Parlons un peu de la Justine au nez délicat, elle n’était plus la blonde alerte de sa jeunesse, son visage n’avait pas une ride tellement elle était gonflée, un double voir un triple menton. Les cheveux sous son bonnet étaient gris comme un ciel d’automne.

Sa poitrine était énorme et lui tombait sur le ventre, qu’elle avait de proéminent. La pauvre avait du mal à se mouvoir et le soir après avoir appuyé sur les pédales de son métier ses jambes étaient gonflées. Heureusement Marguerite était là pour la seconder dans les tâches ménagères, pour la  »lessi  » une voisine qui était lavandière donnait la main à la petite qui n’était âgée que de 12 ans.

C’est Louis avant d’aller à l’école qui portait le linge dans une brouette au lavoir du village.

Au lit la Justine avait beau pincer du bec je l’honorais comme un métronome, j’étais encore le maître chez moi, du moins pour cela.

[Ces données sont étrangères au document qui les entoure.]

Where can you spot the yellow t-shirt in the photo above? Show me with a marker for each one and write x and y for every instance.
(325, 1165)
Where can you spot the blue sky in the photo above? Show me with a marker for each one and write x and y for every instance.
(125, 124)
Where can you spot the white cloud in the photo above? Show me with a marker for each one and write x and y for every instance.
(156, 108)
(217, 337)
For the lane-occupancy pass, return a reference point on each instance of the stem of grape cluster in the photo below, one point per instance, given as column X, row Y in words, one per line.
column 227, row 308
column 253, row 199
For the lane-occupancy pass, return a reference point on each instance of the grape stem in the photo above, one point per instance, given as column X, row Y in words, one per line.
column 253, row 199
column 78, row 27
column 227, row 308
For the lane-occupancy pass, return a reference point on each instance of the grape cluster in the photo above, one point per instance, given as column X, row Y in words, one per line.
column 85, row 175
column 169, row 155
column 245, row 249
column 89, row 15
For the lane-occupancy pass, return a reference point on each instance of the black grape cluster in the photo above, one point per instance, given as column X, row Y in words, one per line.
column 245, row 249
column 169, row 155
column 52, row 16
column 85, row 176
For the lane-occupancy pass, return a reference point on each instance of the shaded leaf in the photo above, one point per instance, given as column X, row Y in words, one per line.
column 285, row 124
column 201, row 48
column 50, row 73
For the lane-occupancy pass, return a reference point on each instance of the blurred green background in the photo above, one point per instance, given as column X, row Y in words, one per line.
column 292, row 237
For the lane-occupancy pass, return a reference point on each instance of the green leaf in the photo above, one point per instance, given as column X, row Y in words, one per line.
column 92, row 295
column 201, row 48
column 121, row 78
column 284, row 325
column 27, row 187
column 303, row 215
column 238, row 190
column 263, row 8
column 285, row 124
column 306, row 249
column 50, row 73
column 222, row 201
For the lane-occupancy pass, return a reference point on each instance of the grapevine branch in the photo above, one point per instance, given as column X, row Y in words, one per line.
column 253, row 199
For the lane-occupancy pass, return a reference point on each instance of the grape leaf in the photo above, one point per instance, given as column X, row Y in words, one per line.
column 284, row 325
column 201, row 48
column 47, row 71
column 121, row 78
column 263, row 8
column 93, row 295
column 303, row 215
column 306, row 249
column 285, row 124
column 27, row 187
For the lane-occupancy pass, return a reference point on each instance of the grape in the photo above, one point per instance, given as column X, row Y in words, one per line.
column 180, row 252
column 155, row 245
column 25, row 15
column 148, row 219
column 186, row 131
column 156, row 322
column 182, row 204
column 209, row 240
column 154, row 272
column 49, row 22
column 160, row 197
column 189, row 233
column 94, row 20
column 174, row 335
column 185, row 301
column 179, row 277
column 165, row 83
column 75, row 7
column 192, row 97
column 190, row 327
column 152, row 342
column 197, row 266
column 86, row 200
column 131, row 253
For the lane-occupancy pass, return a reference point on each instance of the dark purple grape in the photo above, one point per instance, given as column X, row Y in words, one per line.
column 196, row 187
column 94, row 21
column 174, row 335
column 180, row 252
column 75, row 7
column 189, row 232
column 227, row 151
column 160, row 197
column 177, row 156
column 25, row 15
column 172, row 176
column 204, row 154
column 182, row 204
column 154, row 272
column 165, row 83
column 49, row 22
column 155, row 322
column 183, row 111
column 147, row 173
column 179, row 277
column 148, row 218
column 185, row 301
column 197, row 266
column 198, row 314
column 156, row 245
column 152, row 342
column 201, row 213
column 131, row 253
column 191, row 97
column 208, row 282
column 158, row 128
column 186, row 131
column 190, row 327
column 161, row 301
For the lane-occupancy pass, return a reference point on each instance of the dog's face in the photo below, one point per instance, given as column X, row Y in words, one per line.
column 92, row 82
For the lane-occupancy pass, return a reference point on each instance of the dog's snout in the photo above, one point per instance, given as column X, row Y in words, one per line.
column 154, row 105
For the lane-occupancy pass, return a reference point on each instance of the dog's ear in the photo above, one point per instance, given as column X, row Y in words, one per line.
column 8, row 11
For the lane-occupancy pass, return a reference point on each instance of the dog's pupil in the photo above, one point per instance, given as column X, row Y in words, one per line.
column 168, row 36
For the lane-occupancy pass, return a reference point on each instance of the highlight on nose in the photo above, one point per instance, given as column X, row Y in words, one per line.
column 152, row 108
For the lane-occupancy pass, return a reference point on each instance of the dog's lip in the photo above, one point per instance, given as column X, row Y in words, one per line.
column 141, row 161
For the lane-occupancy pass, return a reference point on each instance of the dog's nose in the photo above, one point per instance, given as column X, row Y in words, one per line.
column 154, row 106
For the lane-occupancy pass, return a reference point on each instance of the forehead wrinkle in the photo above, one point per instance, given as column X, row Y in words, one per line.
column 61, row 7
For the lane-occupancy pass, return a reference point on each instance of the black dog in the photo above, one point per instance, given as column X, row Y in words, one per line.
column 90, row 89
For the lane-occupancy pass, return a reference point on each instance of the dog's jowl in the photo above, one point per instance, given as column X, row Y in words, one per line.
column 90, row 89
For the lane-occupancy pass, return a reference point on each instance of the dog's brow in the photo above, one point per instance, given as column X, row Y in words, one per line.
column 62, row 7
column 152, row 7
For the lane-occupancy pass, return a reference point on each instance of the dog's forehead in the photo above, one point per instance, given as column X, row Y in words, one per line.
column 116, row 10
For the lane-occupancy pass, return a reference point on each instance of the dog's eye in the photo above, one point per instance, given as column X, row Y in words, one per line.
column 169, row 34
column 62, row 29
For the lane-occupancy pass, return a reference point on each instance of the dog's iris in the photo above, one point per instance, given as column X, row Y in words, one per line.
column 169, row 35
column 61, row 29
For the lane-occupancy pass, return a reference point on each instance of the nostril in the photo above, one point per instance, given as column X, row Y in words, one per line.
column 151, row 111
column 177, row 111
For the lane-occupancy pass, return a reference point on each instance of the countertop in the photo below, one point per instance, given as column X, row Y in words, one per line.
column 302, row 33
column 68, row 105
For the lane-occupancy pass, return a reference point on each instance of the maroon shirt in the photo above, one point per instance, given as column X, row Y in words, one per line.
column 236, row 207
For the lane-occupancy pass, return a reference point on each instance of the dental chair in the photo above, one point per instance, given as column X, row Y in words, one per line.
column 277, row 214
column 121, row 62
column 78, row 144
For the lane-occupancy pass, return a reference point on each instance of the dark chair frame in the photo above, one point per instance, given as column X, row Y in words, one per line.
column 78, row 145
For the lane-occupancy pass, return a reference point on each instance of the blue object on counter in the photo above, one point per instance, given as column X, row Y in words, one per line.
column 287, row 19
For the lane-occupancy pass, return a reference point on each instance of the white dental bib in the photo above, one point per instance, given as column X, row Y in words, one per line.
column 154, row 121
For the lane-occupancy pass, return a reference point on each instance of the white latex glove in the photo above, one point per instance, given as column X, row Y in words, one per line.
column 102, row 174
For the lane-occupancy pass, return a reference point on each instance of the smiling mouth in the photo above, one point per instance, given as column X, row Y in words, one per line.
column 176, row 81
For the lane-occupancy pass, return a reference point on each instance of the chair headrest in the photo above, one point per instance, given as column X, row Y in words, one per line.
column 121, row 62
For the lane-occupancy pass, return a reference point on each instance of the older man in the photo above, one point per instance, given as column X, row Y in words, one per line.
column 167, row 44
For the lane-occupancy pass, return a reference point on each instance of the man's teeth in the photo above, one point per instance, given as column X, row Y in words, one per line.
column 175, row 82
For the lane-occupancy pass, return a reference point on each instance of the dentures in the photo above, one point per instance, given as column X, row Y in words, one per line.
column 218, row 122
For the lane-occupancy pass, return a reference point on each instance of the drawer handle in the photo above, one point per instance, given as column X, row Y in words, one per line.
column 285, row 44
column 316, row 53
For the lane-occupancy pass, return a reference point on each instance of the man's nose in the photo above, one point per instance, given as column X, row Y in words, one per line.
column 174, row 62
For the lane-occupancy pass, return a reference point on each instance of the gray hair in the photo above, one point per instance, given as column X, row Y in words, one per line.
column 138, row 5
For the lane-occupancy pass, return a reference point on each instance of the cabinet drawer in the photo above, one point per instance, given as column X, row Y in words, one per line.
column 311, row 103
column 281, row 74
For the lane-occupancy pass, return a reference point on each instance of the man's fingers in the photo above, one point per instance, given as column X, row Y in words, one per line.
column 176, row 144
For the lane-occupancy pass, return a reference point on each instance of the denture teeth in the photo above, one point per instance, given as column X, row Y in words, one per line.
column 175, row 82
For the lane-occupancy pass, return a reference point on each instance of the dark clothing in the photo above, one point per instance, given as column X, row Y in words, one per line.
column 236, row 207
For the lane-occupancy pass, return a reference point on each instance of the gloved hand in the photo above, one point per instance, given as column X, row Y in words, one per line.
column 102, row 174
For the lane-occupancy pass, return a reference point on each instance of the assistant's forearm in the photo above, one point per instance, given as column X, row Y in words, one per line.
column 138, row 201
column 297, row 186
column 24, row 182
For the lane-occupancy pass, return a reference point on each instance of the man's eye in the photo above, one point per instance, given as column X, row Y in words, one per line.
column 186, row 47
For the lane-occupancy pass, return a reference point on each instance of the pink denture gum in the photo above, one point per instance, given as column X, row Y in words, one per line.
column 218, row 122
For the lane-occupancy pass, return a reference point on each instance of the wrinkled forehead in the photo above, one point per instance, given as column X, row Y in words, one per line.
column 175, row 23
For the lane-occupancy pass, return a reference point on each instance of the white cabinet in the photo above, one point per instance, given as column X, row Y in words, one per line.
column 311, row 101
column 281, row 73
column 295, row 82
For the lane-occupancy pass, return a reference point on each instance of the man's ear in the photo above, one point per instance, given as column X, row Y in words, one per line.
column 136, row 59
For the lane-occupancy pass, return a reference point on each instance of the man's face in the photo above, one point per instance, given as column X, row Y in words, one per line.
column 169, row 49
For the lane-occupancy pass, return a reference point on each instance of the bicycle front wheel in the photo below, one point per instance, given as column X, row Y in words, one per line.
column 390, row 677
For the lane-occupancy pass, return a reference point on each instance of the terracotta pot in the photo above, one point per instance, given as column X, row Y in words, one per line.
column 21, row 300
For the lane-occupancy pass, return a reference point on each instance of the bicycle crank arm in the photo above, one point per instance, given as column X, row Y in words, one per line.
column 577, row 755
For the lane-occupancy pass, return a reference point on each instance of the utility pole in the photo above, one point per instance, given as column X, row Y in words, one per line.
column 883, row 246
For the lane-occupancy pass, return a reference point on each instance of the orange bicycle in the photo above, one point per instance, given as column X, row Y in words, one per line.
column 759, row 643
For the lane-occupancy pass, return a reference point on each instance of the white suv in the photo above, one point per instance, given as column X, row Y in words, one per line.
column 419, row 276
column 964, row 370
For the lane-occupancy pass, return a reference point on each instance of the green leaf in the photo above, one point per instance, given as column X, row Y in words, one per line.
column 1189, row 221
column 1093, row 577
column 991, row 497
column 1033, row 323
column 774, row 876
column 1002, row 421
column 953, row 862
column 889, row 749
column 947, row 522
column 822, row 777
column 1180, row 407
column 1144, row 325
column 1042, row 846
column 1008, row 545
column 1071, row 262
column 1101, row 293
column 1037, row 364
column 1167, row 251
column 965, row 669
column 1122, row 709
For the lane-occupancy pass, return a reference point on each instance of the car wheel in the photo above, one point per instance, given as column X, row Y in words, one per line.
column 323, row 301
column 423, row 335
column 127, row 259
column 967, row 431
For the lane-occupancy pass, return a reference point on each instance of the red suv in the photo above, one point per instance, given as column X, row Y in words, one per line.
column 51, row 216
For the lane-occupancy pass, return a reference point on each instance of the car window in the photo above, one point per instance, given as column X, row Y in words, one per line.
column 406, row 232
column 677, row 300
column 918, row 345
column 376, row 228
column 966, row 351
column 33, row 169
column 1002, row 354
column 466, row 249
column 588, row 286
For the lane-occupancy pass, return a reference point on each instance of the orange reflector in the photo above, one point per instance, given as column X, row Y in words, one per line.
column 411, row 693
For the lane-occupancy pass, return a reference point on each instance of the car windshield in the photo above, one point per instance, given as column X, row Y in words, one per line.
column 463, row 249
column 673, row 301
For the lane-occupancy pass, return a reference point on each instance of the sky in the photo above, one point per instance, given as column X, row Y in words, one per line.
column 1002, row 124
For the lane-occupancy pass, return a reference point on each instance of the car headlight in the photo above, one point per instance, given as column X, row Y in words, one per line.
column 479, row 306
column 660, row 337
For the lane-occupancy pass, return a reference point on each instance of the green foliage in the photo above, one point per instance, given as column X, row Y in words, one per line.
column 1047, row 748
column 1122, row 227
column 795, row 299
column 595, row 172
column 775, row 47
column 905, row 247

Assez menti, la Justine qui avait toujours un pet de travers serrait les genoux et se refusait maintes fois. Je n’avais en fait plus de cœur à forcer l’ouvrage et me contentais de ce qu’elle voulait me laisser.

Parlons du Louis maintenant ce dernier allait à l’école qu’on disait laïque et obligatoire. Il paraît que le zigoto qui était à l’origine de cette loi idiote s’appelait Jules Ferry. Bon laïque moi je voyais pas bien ce que cela voulait dire mais obligatoire ça pour nous autres cela faisait un salaire de moins à la maison. Comme si un tisserand ou un paysan avaient besoin de savoir écrire, lire, compter et savoir qu’on avait nous les Français un territoire plein de sable, et des gars en robe montant des animaux bizarres.

On se prêta au jeu par obligation mais il faisait de la petite classe. Le maire et monsieur l’instituteur devaient souvent nous rappeler à l’ordre.

Donc nous vivions tranquillement, point riches, point pauvres. Nous avions bonne réputation au village, heureusement que personne ne connaissait la vie tempétueuse de notre couturière du Havre et rien ne semblait pouvoir faire changer cet état de fait.

Quand tout à coup la Marie entacha notre belle réputation. Âgée de 26 ans, donc en age de se marier, plutôt joliette, les formes généreuses de sa mère, travailleuse et bonne chrétienne elle se faisait courtiser par le fils d’un gros fermier de la région. Moi tout en me disant qu’elle ne pourrait convoler avec un coq de village je me prenais à rêver qu’après tout, les temps changeaient et qu’une petite servante pouvait épouser un gras possesseur. La Marie en rêvait aussi.

La Justine l’avait vu juste, un dimanche jour de grande toilette elle vit que la petite avait un ventre traîtreusement rond et que ses jolis seins prenaient une forme qui ne pouvait tromper une femme ayant eut 16 enfants.

Elle l’interrogea et force fut de constater que la Marie avait couché. La paire de gifles qu’elle se prie sur la goule ne fut rien par rapport à ma colère, je l’aurais tuée sur place si Louis, Séverin et le petit Paul ne s’étaient interposés.

Je me rendis immédiatement m’en trouver l’auteur de cette grossesse intempestive et inopportune.

Le jeune homme nommé Édouard comme moi me rigola presque au nez, j’allais ameuter le village lorsque son père arriva. Gras d’abondance, vêtu comme un monsieur, fier comme un coq , arrogant comme un paon le grossier personnage m’écouta avec un dédain non dissimulé.

  • Il faut que votre fils répare.
  • Répare quoi
  • Ma fille Marie  » promène  », il faut qu’il la marie.
  • La marier, comme tu y vas le berger
  • Elle est grosse, il faut
  • Il faut rien du tout, ta fille est une bougresse qui provoque les hommes
  • Je suis sur qu’elle ne sait même pas qui lui a passé dessus
  • j’va vous foutre mon poing dans la figure, si vous traitez ma fille de catin
  • va t’en donc ou je fais chercher la maréchaussée
  • Ta fille est une moins que rien et mon fils à d’autres demoiselles comme il faut en vue.
  • C’est bon je m’en va mais je vais le crier sur tous les toits que ton fils est un moins que rien

En chemin je repensais à ma mère puis à ma fille Justine, ma décision était prise.